Israel-based Teva, whose pledge to unload manufacturing plants in its home country sparked strikes, is reportedly close to selling a site in Kiryat Shmona.
The possible buyer is competitor B. Braun Melsungen, a source told Calcalist. Meir Ben Elul, head of the plant's union committee, also told the Israeli publication that a deal for the plant, which employees about 200, is “very close” to being completed.

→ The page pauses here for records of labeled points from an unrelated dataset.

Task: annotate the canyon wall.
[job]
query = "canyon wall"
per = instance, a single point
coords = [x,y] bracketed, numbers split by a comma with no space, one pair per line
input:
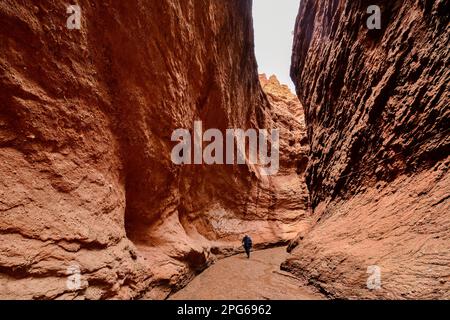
[87,184]
[377,111]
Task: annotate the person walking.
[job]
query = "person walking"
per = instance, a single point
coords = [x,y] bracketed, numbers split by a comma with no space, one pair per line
[247,244]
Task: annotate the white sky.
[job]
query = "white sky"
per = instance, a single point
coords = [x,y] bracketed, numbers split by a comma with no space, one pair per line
[274,22]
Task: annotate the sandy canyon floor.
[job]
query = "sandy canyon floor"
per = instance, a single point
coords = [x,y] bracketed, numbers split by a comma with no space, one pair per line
[239,278]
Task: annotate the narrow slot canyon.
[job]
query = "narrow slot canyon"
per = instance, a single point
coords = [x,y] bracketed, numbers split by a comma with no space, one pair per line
[89,186]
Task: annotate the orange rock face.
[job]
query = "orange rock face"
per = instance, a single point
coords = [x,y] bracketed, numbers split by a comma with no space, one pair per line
[87,184]
[376,105]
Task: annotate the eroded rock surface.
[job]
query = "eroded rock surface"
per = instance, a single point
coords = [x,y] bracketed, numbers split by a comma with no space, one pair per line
[377,111]
[86,119]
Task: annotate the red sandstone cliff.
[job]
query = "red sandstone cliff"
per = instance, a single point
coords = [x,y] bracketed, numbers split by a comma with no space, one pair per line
[377,111]
[86,118]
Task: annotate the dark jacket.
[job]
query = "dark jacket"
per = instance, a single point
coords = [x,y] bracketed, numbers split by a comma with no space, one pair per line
[247,242]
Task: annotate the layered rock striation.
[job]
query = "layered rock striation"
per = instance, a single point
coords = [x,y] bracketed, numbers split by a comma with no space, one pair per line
[87,184]
[376,107]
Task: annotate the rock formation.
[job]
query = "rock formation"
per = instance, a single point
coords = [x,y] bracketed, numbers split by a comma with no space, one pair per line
[87,184]
[376,106]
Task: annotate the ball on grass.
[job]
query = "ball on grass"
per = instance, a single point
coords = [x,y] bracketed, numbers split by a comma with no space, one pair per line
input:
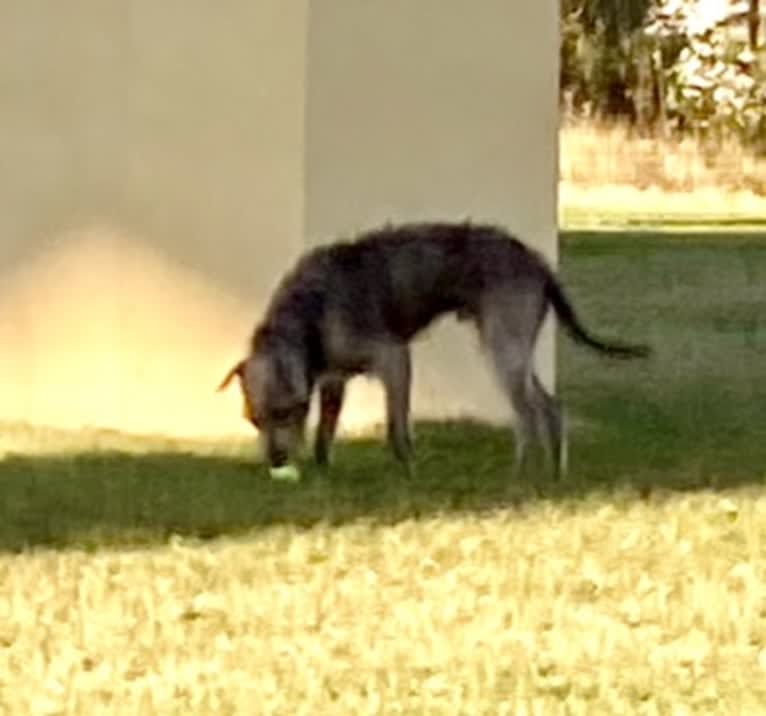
[285,473]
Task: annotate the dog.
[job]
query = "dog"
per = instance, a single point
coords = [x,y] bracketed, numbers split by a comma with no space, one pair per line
[353,308]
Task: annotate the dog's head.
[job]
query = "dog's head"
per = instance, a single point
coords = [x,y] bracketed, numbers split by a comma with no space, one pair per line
[277,392]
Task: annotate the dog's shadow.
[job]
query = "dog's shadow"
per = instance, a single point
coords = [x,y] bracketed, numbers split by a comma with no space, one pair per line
[96,499]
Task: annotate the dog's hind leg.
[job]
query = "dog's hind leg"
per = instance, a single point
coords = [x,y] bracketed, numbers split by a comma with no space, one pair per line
[393,366]
[551,425]
[331,394]
[508,326]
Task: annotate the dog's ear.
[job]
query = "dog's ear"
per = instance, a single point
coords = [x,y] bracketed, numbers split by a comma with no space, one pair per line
[237,370]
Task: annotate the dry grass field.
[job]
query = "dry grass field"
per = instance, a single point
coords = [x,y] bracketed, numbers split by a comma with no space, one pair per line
[157,576]
[610,176]
[618,605]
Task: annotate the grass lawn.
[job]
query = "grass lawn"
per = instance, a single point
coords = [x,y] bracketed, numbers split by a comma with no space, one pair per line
[637,585]
[691,417]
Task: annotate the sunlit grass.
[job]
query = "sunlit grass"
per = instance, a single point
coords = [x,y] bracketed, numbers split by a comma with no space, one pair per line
[152,575]
[617,605]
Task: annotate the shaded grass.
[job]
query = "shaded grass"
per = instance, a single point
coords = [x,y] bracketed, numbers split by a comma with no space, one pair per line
[689,418]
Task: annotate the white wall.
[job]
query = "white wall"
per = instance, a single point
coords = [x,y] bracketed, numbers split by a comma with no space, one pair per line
[163,161]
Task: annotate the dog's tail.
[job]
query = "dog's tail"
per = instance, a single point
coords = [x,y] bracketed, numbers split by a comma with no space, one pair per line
[566,314]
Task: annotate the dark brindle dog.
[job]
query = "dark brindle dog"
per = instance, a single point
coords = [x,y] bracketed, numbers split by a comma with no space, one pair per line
[353,308]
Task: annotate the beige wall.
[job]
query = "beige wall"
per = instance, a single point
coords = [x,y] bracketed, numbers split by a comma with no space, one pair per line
[434,109]
[163,161]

The facility, which manufactures plastic products for the pharmaceutical industry, competes with B. Braun. It is said to be worth up to $100 million.
Teva declined to comment.
RELATED: Teva to cut up to 40 manufacturing sites, with 25 slated to go in next 2 years
Workers had walked off the lines at Israeli plants late last year after new CEO Kåre Schultz said that Teva would cut about 14,000 positions worldwide, with about 1,750 cuts coming from Israel, as the financially distressed generics company worked to cut costs and fix big problems. Schultz has said Teva will probably close 20 to 25 manufacturing sites in the first two years of the reorganization as it trims about $3 billion in costs, and would lose 40 sites longer term.

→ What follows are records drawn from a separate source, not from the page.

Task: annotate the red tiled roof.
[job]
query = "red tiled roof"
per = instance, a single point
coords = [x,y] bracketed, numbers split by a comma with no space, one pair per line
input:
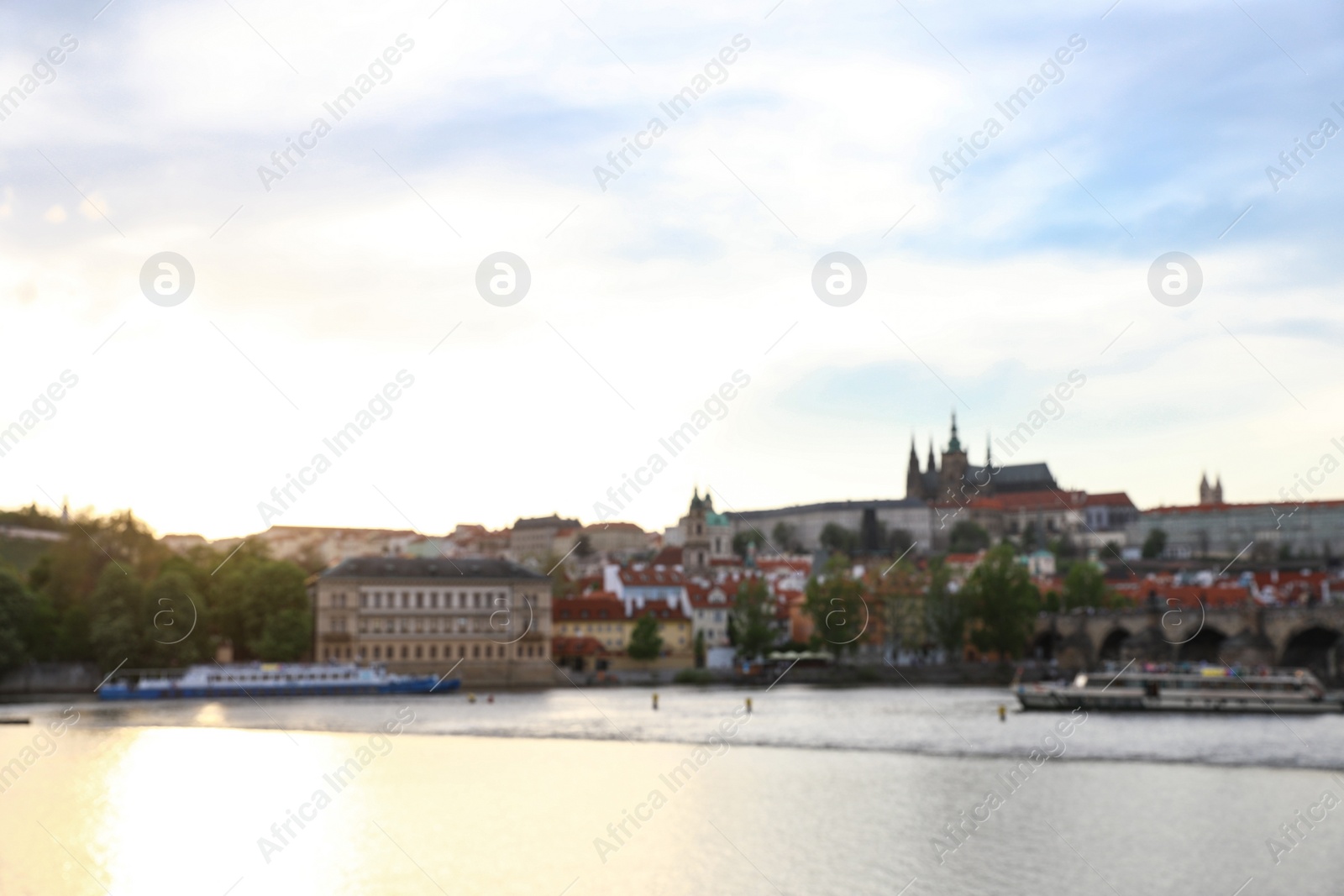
[662,613]
[669,557]
[1110,499]
[588,607]
[624,527]
[652,575]
[577,647]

In August, Rekah Pharmaceutical Industry announced it has struck a deal to take over a Teva IV bags plant in Ashdod with 175 workers.

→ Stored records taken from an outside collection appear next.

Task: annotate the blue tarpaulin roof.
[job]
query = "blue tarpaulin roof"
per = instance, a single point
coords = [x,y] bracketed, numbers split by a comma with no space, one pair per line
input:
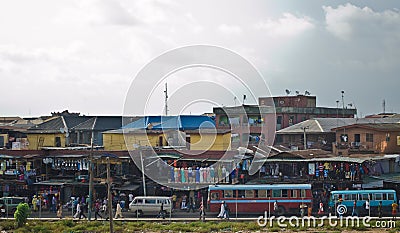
[182,122]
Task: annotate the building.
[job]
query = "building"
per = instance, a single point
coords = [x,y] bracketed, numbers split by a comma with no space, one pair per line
[319,133]
[252,124]
[378,138]
[179,132]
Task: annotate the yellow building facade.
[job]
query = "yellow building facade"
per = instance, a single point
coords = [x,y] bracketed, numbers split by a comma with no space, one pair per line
[39,140]
[115,141]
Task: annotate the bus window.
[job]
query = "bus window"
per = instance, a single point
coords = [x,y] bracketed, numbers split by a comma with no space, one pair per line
[249,193]
[228,193]
[276,193]
[262,193]
[293,193]
[214,196]
[378,196]
[241,193]
[284,193]
[302,193]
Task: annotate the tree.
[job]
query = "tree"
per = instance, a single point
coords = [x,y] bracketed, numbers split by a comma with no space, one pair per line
[21,214]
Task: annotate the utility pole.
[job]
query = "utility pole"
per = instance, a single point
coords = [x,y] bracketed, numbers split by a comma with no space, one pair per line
[304,135]
[109,197]
[143,176]
[90,203]
[166,99]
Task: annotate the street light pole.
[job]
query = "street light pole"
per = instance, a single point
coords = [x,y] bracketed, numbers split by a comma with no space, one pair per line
[305,138]
[90,203]
[90,179]
[109,197]
[143,177]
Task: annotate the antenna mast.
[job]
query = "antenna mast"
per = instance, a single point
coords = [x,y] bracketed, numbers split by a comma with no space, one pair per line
[166,99]
[384,106]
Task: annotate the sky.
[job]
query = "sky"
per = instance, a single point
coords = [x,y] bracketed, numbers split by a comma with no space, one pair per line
[84,55]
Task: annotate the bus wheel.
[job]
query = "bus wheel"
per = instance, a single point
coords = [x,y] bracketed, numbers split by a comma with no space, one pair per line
[281,210]
[138,213]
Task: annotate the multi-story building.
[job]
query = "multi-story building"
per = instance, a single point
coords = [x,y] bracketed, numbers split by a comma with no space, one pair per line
[252,123]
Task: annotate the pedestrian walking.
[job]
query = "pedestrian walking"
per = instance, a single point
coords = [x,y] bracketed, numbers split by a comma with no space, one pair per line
[321,208]
[394,210]
[202,212]
[78,210]
[222,210]
[83,211]
[118,211]
[97,208]
[59,210]
[354,213]
[367,207]
[276,207]
[161,213]
[226,214]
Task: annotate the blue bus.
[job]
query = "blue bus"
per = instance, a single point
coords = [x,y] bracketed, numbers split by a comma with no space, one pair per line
[259,198]
[347,198]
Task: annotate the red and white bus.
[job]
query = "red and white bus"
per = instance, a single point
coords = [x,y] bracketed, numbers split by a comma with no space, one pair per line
[259,198]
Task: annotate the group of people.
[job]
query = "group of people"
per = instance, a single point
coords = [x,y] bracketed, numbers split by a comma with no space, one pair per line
[224,211]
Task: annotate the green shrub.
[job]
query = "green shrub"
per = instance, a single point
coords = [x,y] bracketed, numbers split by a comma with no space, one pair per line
[21,214]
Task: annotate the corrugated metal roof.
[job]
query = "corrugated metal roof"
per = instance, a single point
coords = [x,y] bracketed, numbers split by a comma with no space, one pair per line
[325,125]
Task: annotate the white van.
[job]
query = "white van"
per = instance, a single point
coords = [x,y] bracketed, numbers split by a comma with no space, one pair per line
[150,205]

RELATED: Was last week's Teva sell-off warranted? Depends who you ask
While the CEO has made significant strides in cutting costs, the drugmaker still faces significant challenges. A major sell-off of its shares came last month after an analyst raised questions about its continuing loss of generics market share. Investors also were spooked by an FDA approval for Eli Lilly CGRP migraine drug Emgality, which came right on the heels of an approval for Teva’s own closely watched CGRP contender, Ajovy. Both drugs will go up against Amgen and Novartis’ recently launched Aimovig, and analysts including Wells Fargo’s David Maris figure the fierce competition will trigger major discounting.